In an epidemic, the probability of having S|D is 0.2 and P(D) = 0.1. P(S|D') = 0.04 and P (D') = 0.01. What is the P(D|S)?
P(D|S) = P(S|D) * P(D) / P(S)
P(S) = P(S|D) * P(D) + P(S|D') * P(D')
P(D|S) = (0.2 * 0.1) / (0.2 * 0.1 + 0.04 * 0.01)
P(D|S) = 0.83
Well, let me put on my probability juggling hat and calculate that for you! To find P(D|S), we can use Bayes' theorem:
P(D|S) = (P(S|D) * P(D)) / P(S)
So, let's plug in the numbers! We know that P(S|D) = 0.2, P(D) = 0.1, and P(S|D') = 0.04. But wait, we still need to find P(S), which we can calculate using the law of total probability:
P(S) = P(S|D) * P(D) + P(S|D') * P(D')
P(S) = 0.2 * 0.1 + 0.04 * 0.01
P(S) = 0.02 + 0.0004
P(S) ≈ 0.0204
Now we can substitute these values into Bayes' theorem:
P(D|S) = (0.2 * 0.1) / 0.0204
P(D|S) = 0.02 / 0.0204
P(D|S) ≈ 0.9804
So, the probability of having D given that you have S is approximately 0.9804. Don't worry, though, laughter is the best medicine!
To find P(D|S), we can use Bayes' theorem, which states:
P(D|S) = (P(S|D) * P(D)) / P(S)
Given:
P(S|D) = 0.2
P(D) = 0.1
P(S|D') = 0.04
P(D') = 0.01
We first need to determine P(S), which can be calculated using the law of total probability.

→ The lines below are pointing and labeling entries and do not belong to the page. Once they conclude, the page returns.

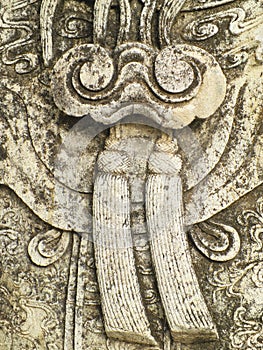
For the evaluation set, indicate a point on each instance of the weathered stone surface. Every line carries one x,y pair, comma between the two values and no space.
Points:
131,169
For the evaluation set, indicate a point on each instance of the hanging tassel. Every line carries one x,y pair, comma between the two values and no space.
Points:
123,310
184,305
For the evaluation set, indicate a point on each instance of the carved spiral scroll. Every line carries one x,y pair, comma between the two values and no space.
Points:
46,248
169,11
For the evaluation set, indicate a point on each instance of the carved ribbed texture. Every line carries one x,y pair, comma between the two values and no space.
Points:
122,306
185,308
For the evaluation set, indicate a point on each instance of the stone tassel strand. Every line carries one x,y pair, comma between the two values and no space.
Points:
122,306
185,308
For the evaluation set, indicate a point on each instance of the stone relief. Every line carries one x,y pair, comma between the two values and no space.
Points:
131,171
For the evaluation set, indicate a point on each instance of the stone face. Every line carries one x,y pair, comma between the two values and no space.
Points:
131,159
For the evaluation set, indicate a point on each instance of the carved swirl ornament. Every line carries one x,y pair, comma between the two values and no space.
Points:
178,176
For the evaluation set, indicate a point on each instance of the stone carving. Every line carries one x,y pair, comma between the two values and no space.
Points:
131,136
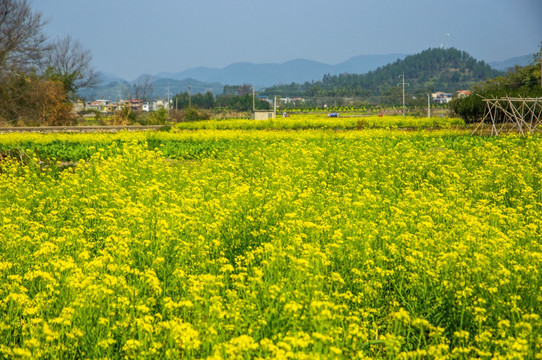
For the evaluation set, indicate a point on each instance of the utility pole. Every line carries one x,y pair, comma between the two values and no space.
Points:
253,99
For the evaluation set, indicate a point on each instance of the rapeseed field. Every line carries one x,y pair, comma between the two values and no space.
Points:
254,244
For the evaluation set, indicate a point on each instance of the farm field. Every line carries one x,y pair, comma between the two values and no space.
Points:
234,240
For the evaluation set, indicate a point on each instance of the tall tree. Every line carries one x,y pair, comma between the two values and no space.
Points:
22,42
69,62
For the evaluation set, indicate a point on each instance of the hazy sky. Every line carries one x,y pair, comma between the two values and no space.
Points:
133,37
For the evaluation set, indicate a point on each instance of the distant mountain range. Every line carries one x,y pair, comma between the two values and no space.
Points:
202,79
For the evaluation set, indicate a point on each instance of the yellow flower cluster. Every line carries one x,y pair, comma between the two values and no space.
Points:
289,245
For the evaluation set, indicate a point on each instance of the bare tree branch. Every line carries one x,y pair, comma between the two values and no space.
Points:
22,42
72,62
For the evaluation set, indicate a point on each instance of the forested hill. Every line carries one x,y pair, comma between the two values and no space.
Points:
431,70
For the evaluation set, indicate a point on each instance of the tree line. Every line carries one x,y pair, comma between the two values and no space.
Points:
431,70
38,77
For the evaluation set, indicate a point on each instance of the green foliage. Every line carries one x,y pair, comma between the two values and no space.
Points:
125,116
430,70
518,82
158,117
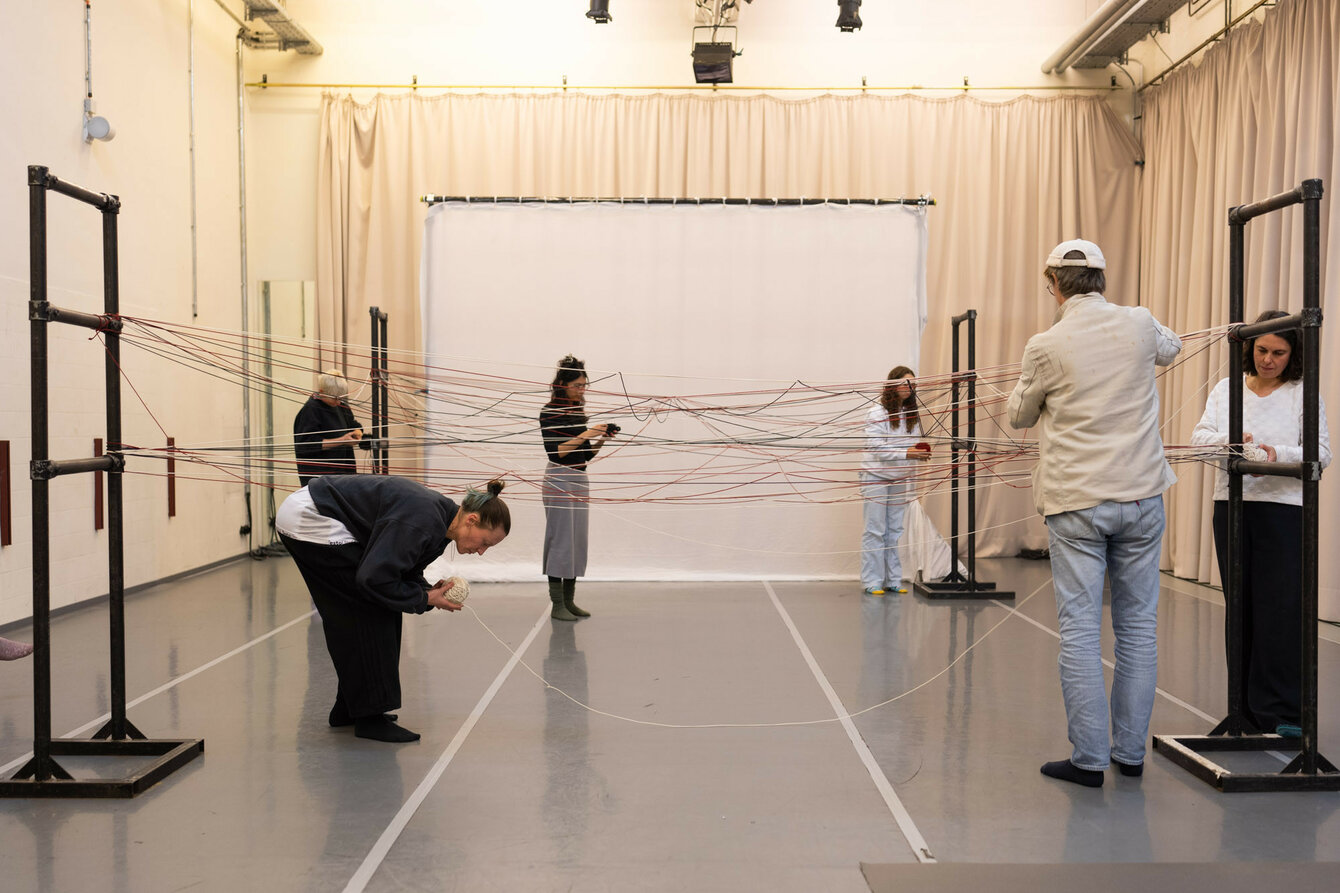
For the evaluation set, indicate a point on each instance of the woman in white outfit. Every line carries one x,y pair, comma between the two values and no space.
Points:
1272,523
893,447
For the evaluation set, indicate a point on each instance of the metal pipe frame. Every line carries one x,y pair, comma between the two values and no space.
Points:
1308,771
954,585
43,775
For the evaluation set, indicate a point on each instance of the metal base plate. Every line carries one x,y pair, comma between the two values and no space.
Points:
172,755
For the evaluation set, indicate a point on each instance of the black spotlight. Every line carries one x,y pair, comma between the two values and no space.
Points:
712,62
599,12
848,19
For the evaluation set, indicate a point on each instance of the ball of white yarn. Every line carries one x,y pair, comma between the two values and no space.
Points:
457,591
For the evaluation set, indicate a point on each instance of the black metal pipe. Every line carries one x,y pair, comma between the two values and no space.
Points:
98,322
1233,634
38,179
1311,191
115,518
99,200
1242,213
383,435
48,468
972,449
1272,469
1242,333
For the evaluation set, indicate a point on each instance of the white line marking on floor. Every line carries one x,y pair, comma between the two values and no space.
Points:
393,831
162,688
895,806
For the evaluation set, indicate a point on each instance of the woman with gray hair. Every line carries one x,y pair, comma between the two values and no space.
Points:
324,431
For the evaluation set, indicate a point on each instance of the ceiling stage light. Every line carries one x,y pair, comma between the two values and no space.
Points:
712,62
848,19
599,12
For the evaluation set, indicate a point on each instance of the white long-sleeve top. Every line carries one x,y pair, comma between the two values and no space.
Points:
1275,420
886,449
1087,382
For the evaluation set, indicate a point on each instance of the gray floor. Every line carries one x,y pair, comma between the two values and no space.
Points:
734,777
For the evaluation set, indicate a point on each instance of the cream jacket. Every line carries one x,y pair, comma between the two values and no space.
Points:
1087,382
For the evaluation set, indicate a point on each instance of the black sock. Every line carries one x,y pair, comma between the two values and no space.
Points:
382,730
1068,771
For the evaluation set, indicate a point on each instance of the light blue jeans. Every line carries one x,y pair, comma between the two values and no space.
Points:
885,506
1122,541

P(S) = P(S|D) * P(D) + P(S|D') * P(D')
Substituting the given values, we have:
P(S) = 0.2 * 0.1 + 0.04 * 0.01
P(S) = 0.02 + 0.0004
P(S) = 0.0204
Now, we can substitute the values into Bayes' theorem to calculate P(D|S):
P(D|S) = (P(S|D) * P(D)) / P(S)
P(D|S) = (0.2 * 0.1) / 0.0204
P(D|S) = 0.02 / 0.0204
P(D|S) ≈ 0.9804
Therefore, the probability P(D|S) is approximately 0.9804 or 98.04%.
To find P(D|S), we need to use Bayes' theorem, which states:
P(D|S) = (P(S|D) * P(D)) / P(S)
We are given the following information:
P(S|D) = 0.2
P(D) = 0.1
P(S|D') = 0.04
P(D') = 0.01
First, we need to find P(S), which can be calculated using the law of total probability. It states that the probability of an event occurring can be found by considering all possible ways it can occur.
P(S) = P(S|D) * P(D) + P(S|D') * P(D')
= (0.2 * 0.1) + (0.04 * 0.01)
= 0.02 + 0.0004
= 0.0204
Now, we substitute the values into Bayes' theorem:
P(D|S) = (P(S|D) * P(D)) / P(S)
= (0.2 * 0.1) / 0.0204
= 0.02 / 0.0204
= 0.9804
Therefore, the probability of having D given S is 0.9804, or 98.04%.